Hey folks! I’ve been pondering about this for some days, and i was wondering about this:
When building the information marts, as Kimball-style marts (dimensions and fact tables) - Do you use the hash keys as your keys to join between tables, or do you use business keys? And why?
I’ve created a lot of tables in the information marts already using hash keys, and I recently read some guidance from Patrick to not expose them to users, so i was wondering what is the alternative, just using business keys?
Thanks a lot in advance to anyone who can help with this!
@sicarul If you have a DV2 raw vault model, you may compute a hash key to use in the join. You do not expose hash keys to users - Patrick is correct. We never expose hash keys to consumers or end users. The recommended best practice is to use a PIT, a Bridge, or a PIT/Bridge Hybrid to hold the processing results that are then exposed to the users through virtual (views) facts and dimensions. Your view will expose the underlying business keys from the PIT or Bridge or PIT/Bridge Hybrid along with whatever descriptive data may be required (think dimension) or whatever descriptive data makes sense to the user of the Fact view. If you are building virtual facts and dimensions, you can also use a sequence key that can be exposed to the end user since that is what they are most familiar with in a star schema.

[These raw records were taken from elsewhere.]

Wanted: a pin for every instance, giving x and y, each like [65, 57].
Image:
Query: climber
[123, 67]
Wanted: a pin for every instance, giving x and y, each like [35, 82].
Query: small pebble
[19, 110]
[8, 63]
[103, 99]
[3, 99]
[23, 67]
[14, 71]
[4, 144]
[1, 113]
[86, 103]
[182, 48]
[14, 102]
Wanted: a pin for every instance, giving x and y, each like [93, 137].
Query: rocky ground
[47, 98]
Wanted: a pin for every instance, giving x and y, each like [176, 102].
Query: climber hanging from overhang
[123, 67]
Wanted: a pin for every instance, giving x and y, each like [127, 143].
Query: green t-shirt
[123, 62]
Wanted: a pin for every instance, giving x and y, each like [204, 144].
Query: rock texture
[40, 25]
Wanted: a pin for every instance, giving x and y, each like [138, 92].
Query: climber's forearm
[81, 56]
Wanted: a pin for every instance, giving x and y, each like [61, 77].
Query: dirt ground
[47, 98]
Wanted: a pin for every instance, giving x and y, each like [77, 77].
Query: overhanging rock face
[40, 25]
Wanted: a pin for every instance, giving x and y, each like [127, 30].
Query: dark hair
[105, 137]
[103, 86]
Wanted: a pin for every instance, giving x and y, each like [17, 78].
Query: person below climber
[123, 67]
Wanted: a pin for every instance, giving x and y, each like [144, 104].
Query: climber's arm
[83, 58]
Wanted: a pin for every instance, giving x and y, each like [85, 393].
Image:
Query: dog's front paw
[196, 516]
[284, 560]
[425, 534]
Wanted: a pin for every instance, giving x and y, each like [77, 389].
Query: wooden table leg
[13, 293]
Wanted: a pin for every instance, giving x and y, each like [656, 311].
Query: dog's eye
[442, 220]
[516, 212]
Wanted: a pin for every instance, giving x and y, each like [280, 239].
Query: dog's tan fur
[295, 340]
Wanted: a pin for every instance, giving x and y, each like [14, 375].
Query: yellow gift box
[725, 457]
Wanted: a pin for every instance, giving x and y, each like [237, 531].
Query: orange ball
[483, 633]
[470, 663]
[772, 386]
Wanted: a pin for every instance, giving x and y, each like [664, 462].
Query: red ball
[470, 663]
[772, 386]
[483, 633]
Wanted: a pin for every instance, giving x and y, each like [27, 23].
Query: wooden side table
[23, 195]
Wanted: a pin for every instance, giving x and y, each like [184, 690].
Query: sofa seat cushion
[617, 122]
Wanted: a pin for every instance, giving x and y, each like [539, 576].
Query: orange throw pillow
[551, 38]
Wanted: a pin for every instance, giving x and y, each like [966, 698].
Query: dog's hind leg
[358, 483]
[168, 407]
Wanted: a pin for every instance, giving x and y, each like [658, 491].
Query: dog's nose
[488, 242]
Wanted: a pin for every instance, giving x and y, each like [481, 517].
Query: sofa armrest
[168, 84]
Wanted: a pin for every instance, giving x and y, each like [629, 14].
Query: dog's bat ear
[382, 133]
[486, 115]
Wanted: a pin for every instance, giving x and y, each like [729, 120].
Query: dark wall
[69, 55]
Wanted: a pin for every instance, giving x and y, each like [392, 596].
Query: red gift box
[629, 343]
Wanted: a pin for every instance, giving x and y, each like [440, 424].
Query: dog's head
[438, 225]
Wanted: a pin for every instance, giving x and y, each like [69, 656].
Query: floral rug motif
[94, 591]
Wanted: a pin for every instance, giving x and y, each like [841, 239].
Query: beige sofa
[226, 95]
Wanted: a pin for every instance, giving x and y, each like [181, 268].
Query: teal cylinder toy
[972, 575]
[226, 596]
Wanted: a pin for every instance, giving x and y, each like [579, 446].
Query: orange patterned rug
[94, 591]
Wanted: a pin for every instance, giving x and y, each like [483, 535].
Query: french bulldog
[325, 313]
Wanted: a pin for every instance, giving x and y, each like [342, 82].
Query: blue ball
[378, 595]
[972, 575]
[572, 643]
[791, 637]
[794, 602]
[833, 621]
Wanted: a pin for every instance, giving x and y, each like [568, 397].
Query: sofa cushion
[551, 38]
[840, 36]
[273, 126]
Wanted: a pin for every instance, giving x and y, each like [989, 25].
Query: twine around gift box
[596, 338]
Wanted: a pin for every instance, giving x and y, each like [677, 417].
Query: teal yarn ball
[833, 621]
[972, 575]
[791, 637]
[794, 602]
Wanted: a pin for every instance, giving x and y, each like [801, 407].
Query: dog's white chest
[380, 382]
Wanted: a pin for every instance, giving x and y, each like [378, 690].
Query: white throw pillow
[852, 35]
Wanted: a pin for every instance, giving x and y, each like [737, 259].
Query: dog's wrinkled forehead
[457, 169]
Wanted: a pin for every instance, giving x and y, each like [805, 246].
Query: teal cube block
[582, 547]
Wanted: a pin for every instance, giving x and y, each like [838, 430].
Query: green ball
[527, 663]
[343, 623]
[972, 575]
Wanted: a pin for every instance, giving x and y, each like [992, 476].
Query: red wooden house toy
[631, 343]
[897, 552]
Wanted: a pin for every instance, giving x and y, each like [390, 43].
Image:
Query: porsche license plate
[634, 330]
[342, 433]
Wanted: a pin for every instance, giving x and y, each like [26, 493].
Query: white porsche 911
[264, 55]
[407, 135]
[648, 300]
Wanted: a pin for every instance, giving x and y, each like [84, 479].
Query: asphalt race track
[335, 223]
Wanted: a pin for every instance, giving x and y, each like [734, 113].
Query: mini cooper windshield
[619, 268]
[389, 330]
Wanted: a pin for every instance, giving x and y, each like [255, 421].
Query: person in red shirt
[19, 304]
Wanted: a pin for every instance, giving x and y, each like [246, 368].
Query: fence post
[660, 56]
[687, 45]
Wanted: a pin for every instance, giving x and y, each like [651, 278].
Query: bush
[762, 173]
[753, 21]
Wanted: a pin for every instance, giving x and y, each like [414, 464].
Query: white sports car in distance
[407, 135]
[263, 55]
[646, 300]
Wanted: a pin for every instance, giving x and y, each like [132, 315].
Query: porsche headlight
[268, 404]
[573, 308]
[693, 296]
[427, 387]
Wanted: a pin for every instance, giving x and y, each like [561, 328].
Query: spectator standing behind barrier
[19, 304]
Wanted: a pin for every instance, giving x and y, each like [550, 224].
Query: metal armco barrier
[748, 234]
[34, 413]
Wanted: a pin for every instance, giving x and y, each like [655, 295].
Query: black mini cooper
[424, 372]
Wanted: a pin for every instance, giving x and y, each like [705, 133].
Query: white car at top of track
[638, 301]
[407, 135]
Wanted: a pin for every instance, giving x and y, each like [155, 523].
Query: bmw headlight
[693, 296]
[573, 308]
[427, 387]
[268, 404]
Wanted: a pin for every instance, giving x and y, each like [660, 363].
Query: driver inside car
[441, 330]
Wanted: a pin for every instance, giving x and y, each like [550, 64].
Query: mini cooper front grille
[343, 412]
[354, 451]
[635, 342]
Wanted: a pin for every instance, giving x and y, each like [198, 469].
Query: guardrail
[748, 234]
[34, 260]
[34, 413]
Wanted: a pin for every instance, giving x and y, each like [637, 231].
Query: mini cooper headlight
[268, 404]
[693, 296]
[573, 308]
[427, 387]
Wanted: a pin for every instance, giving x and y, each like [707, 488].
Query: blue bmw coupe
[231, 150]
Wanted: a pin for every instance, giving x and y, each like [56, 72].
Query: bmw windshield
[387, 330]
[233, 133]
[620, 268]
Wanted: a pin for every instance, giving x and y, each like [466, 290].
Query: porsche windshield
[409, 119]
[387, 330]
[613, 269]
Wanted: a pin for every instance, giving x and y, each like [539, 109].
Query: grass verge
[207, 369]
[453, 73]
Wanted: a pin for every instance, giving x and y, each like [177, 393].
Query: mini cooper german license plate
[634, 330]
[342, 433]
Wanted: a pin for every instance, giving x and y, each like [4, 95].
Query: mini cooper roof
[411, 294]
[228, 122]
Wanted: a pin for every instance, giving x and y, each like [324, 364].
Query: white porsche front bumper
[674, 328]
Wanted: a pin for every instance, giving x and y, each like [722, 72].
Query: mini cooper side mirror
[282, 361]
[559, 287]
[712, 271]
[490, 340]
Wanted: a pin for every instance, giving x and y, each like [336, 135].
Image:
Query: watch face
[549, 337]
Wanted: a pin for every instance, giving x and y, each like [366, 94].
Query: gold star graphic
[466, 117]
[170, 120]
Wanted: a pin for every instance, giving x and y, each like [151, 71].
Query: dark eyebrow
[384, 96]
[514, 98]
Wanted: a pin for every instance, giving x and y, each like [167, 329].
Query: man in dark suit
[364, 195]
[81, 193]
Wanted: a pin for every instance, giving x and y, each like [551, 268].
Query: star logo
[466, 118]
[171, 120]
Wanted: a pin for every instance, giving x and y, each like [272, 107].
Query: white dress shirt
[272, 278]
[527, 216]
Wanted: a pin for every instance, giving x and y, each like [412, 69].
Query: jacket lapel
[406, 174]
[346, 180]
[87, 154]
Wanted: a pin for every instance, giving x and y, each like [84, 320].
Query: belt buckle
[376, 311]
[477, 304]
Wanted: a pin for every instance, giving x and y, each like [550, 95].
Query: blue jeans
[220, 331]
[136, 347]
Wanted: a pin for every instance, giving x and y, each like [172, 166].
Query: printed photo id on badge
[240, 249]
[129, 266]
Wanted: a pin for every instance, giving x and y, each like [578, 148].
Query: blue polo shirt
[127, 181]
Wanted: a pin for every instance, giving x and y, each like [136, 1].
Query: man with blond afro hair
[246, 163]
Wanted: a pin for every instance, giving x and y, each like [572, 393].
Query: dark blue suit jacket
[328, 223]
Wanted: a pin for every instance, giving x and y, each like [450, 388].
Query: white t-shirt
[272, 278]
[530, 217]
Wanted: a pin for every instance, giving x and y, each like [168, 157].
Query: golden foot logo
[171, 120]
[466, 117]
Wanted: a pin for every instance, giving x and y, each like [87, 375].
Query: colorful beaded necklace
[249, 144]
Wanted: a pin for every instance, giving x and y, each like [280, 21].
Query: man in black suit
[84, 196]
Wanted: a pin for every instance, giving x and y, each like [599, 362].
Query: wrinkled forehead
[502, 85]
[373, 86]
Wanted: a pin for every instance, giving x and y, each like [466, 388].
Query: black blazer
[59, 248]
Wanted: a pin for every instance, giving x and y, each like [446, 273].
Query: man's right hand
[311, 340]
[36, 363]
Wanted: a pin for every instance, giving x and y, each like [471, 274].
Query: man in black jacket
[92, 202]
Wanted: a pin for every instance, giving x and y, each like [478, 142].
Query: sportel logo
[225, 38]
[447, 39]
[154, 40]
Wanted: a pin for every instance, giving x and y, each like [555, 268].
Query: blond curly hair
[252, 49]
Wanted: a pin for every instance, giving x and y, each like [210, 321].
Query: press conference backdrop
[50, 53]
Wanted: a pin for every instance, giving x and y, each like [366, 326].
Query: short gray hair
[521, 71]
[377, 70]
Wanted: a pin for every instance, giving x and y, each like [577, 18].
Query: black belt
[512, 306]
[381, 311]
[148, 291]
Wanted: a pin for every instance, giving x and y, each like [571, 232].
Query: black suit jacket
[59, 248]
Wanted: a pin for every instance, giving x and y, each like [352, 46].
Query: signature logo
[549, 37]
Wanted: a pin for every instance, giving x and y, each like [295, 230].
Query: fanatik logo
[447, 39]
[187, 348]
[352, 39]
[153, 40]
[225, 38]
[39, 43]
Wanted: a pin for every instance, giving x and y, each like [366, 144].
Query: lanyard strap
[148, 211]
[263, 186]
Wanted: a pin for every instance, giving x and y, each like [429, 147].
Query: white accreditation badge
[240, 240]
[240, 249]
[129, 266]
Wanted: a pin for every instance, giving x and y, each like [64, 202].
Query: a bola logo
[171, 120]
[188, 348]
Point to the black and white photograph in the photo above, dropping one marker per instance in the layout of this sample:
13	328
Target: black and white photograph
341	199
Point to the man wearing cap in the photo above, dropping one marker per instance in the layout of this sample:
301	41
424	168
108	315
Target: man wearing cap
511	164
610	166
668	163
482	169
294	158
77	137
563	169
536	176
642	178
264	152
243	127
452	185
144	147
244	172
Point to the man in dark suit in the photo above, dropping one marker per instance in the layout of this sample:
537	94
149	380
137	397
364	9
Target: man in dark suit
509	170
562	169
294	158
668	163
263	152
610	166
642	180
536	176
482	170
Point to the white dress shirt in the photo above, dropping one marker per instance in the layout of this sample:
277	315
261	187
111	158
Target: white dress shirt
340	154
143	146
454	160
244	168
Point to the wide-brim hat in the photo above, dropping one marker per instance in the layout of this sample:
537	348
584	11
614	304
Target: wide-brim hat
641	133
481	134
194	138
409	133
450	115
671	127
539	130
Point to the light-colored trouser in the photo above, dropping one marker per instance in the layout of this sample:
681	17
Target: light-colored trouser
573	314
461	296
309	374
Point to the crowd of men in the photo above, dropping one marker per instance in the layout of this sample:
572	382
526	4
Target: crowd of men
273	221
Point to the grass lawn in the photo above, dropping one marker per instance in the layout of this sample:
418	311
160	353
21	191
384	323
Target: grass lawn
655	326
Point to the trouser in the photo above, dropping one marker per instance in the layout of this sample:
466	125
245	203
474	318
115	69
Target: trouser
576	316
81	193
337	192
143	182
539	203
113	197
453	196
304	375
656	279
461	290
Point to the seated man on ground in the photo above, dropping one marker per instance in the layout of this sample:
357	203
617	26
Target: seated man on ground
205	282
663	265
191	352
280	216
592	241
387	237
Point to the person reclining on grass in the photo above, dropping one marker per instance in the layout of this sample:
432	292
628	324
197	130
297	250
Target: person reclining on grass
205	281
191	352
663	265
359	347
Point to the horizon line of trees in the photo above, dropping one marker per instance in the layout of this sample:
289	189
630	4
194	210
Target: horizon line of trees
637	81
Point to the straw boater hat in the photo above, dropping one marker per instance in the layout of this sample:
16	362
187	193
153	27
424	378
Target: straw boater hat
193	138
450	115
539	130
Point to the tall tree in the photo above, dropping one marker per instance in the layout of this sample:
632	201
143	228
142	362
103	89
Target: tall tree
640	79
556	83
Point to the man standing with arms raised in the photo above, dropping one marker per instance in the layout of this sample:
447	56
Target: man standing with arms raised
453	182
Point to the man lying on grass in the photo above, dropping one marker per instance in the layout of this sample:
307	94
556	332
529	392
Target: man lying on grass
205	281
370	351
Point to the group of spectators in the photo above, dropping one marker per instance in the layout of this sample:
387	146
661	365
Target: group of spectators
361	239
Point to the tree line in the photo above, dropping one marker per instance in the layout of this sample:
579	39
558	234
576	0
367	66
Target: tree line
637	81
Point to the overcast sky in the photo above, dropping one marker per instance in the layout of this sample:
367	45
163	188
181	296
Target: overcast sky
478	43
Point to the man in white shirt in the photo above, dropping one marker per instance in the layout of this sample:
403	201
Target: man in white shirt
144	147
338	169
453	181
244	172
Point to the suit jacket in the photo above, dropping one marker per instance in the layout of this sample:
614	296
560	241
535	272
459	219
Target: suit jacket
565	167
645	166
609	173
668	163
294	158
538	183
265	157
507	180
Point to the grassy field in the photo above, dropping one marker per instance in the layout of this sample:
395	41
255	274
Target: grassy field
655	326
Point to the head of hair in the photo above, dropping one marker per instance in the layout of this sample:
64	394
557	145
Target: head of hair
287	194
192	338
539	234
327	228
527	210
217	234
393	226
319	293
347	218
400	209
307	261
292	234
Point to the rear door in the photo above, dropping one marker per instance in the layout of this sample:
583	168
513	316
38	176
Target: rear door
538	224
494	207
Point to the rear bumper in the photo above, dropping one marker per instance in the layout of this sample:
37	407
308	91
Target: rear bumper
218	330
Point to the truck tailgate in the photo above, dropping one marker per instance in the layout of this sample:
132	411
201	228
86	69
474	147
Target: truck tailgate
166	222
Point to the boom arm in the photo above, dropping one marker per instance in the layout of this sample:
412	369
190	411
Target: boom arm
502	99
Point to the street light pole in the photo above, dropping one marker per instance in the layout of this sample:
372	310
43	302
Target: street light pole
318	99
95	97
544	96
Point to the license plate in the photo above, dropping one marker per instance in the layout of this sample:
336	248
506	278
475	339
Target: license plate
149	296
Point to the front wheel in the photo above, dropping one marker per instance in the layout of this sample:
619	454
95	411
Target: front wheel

@sicarul Dimensional modeling generally all would encourage to put SK’s, however we designed to go with the business keys first time in Dims and Facts. But we are in development state currently.
Think of hashkeys as tools that make sense depending on the scenario/technology being used.
You could be building a DV without any hash-keys at all! In the Info-Marts why would you need hash keys there if it has no purpose to the business? Hash keys are surrogate keys, like INT keys in dimensional modelling they serve a specific purpose.
I did a webinar discussing hash-keys, natural keys and int key joins using PITs, SNOPITs and the like on Snowflake you can find here.
But in hindsight, you are not really intending to expose the hash keys (pk) with users right? you will just use it for joining as well?
I have the same question recently and seems like it’s okay to use the hash keys in dimensions and facts. In a way, it acts as the surrogate keys as well.
We can hide the keys on the reporting layer.
But I am new in DV and this is just my recent realization upon tinkering on this topic for a while now…